67. Infamous (1995), is the first book I've read of the Mexican writer Fernando del Paso and after that I am convinced EXPERIENCE highly recommended. I admit that I never ventured into any police thriller to meet with this book, which is more than excellent for beginning readers of the genre.
Being a confessed desonocedor the canons of the detective novel, you probably can not dissect this post argument structure of 67 Linda, however I take the space here is to speak even a little I enjoyed reading much.
Its main character David Sorensen, executes a plan to murder his wife and also covered up for ransom by a fictitious kidnapping his millionaire father, a story developed in a context that involves several U.S. locations, Mexico and Europe.
Dave is a playboy who sees the dissolution of the family fortune in Mexico and the United States is an escape the imminent collapse of his life: Linda young millionaire whom he married and who discovers the joy installed the prelude to the famous passage between love and hate.
The author's prose is masterful, carefully highlighting the ability to describe places, particularly streets and surrounding area, to such an extent that experimentthe feeling that when visiting the cities featured in the book, we find everything in the exact spot where he told Del Paso . DEVILS
management also stresses the psychology of Sorensen and how crime machine and then build a series of scenarios that allow the suspect to evade police and his father and extort the millionaire alleged abduction of Linda .
The novelist makes a critique of American society nice and insert items related to Mexico, having its best to paraOlivia cer, the mistress of Dave with whom he wishes to make a new life with $ 15 million in his pocket and reconnect with their roots.
Uta ... is difficult to remember what you had already written ...
XD I can say that the development of the web of crime and consequences accumulate so much stress, that the jump from one line to another becomes suffocating for the faint trail of clues that must follow the police.
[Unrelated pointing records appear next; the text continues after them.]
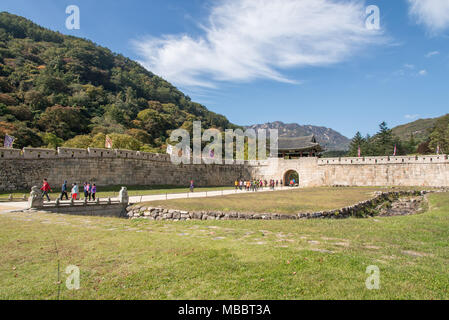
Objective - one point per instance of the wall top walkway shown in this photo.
(385, 160)
(75, 153)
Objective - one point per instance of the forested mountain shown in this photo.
(329, 138)
(419, 129)
(62, 90)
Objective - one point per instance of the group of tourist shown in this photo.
(254, 184)
(89, 189)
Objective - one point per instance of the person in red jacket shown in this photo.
(46, 189)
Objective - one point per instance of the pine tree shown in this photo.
(357, 142)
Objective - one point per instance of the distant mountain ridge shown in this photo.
(330, 139)
(420, 129)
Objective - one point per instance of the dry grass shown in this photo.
(140, 259)
(292, 201)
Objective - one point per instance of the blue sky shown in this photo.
(303, 61)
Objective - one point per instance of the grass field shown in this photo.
(140, 259)
(105, 192)
(292, 201)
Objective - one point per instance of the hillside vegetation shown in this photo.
(419, 129)
(61, 90)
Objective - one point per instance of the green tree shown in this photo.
(357, 142)
(440, 135)
(51, 141)
(81, 142)
(126, 142)
(65, 122)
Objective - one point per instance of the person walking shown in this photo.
(93, 191)
(64, 191)
(86, 190)
(89, 186)
(75, 191)
(46, 190)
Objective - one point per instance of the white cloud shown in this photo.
(245, 40)
(412, 116)
(434, 14)
(432, 53)
(422, 72)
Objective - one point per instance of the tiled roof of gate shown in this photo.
(298, 143)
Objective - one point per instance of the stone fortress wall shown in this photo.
(22, 169)
(428, 171)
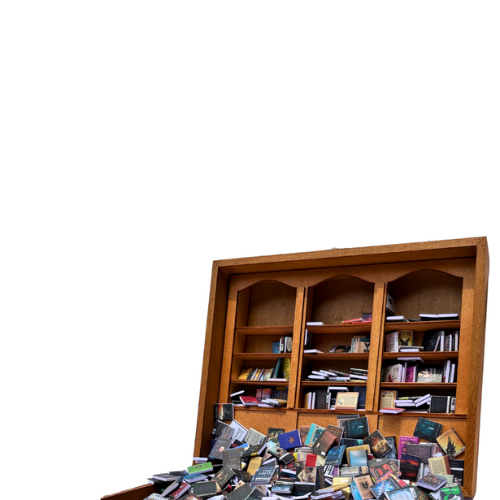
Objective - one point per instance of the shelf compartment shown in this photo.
(417, 385)
(326, 383)
(340, 329)
(429, 357)
(265, 330)
(263, 356)
(422, 326)
(337, 357)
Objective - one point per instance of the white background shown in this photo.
(140, 141)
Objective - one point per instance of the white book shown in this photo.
(392, 342)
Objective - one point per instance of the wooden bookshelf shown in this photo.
(256, 301)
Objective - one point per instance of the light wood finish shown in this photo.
(255, 301)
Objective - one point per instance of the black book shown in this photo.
(241, 493)
(439, 404)
(409, 467)
(392, 442)
(431, 338)
(223, 411)
(254, 450)
(223, 477)
(204, 489)
(232, 458)
(220, 445)
(427, 429)
(357, 428)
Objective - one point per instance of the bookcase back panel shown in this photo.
(426, 291)
(338, 299)
(269, 303)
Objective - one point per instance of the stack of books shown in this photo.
(340, 461)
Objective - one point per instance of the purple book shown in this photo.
(403, 441)
(290, 440)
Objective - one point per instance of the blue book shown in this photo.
(289, 440)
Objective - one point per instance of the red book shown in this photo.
(249, 400)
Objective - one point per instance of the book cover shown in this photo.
(290, 439)
(439, 465)
(240, 493)
(403, 441)
(358, 458)
(273, 432)
(451, 493)
(347, 401)
(313, 434)
(421, 450)
(220, 445)
(323, 444)
(451, 443)
(204, 489)
(378, 444)
(409, 467)
(431, 482)
(232, 458)
(335, 455)
(223, 411)
(223, 477)
(392, 443)
(303, 431)
(306, 474)
(364, 483)
(428, 429)
(357, 428)
(264, 475)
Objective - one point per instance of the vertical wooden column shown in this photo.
(476, 369)
(225, 381)
(297, 342)
(376, 347)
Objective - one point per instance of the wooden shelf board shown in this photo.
(416, 385)
(423, 414)
(339, 329)
(344, 356)
(259, 382)
(265, 330)
(265, 356)
(259, 408)
(423, 326)
(426, 356)
(323, 383)
(335, 412)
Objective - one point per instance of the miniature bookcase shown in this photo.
(256, 301)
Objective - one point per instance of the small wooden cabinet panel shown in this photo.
(255, 301)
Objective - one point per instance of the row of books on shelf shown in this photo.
(341, 461)
(358, 345)
(423, 317)
(284, 345)
(391, 403)
(338, 376)
(409, 372)
(280, 372)
(264, 398)
(434, 341)
(335, 398)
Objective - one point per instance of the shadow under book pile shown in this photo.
(347, 461)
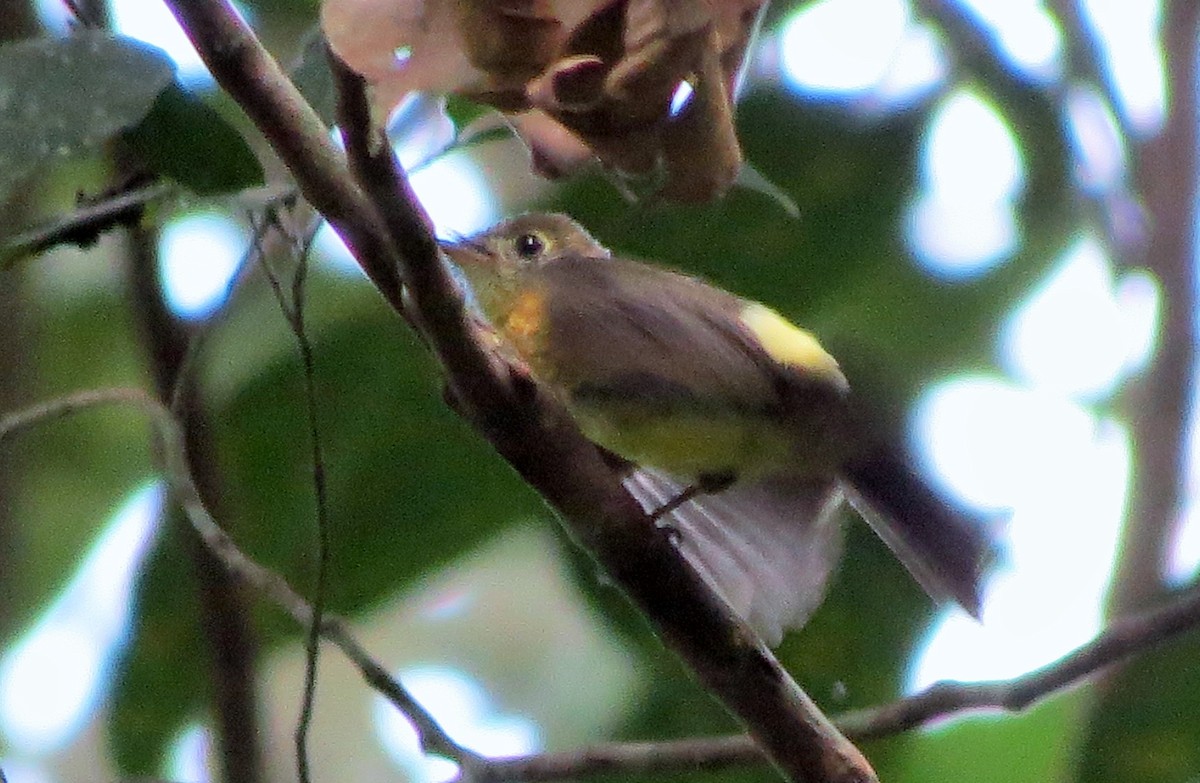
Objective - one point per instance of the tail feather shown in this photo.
(766, 547)
(943, 549)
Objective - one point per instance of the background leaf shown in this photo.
(187, 141)
(64, 96)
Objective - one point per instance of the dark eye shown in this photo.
(529, 245)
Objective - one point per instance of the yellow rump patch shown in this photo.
(790, 345)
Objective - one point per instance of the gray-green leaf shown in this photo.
(63, 96)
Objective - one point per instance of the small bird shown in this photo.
(738, 428)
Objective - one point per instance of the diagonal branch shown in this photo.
(251, 573)
(1122, 640)
(531, 430)
(1119, 643)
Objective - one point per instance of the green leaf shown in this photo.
(411, 489)
(186, 139)
(313, 78)
(1036, 746)
(64, 96)
(70, 476)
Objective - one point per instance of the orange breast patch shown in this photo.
(525, 323)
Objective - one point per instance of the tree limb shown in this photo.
(1159, 402)
(533, 432)
(1121, 641)
(261, 579)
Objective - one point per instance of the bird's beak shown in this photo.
(468, 253)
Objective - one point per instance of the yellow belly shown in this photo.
(688, 446)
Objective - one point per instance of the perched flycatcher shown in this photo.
(741, 429)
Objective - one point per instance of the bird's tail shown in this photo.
(945, 550)
(766, 547)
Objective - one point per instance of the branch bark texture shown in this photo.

Very good book.
I had to read Linda 67 in an edition of Plaza y Janes, hardcover and elegant, which certainly makes it pleasurable to read.
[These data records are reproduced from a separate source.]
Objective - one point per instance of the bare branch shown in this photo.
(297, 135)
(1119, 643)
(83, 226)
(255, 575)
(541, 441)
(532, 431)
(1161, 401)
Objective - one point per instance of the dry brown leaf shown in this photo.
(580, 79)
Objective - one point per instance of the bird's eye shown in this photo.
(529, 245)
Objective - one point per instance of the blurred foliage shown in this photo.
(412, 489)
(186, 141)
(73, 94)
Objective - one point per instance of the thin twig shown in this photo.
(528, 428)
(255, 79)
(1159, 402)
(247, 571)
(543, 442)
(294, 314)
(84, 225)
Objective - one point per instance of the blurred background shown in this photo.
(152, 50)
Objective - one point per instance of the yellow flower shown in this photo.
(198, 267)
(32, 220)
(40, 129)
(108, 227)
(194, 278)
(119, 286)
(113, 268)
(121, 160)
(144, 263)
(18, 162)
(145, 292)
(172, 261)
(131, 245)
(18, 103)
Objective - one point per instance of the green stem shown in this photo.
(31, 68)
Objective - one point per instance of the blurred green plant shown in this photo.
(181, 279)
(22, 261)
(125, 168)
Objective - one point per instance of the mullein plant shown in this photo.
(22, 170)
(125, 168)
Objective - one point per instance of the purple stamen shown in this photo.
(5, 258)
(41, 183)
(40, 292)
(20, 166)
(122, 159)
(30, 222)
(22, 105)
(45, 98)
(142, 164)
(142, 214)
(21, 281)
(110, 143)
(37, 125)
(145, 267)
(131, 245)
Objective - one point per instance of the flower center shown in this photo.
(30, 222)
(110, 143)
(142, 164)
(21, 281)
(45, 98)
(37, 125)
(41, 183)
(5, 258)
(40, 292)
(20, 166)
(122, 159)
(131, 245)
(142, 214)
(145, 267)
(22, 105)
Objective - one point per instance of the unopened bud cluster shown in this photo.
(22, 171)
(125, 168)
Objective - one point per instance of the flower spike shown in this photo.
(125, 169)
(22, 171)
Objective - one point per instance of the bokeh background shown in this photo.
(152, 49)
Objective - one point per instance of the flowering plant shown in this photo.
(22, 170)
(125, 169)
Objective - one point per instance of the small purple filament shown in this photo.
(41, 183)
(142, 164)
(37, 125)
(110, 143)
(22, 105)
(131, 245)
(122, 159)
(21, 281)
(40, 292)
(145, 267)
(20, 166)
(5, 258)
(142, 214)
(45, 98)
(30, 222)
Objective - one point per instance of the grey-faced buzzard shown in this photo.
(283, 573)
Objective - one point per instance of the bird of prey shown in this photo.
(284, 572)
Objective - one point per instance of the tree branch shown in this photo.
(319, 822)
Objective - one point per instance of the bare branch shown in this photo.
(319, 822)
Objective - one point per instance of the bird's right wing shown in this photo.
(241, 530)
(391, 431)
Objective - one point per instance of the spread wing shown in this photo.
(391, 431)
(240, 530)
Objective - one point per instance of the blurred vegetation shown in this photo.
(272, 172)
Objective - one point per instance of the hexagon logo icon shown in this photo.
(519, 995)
A particular data I iESEARCH without much success, is whether the David Sorensen the book has any relationship, at least beyond the nominal, with the eponymous Canadian painter. I knew about David Sorensen, the artist, when I happened to be working on an exhibition of his work called "Horizon Series" here in a mall in Torreon. When you search on it, several of the results sent me to the character of Linda 67 and for a moment I thought that both creators, writer and painter, could be friends. To date I have not been verified.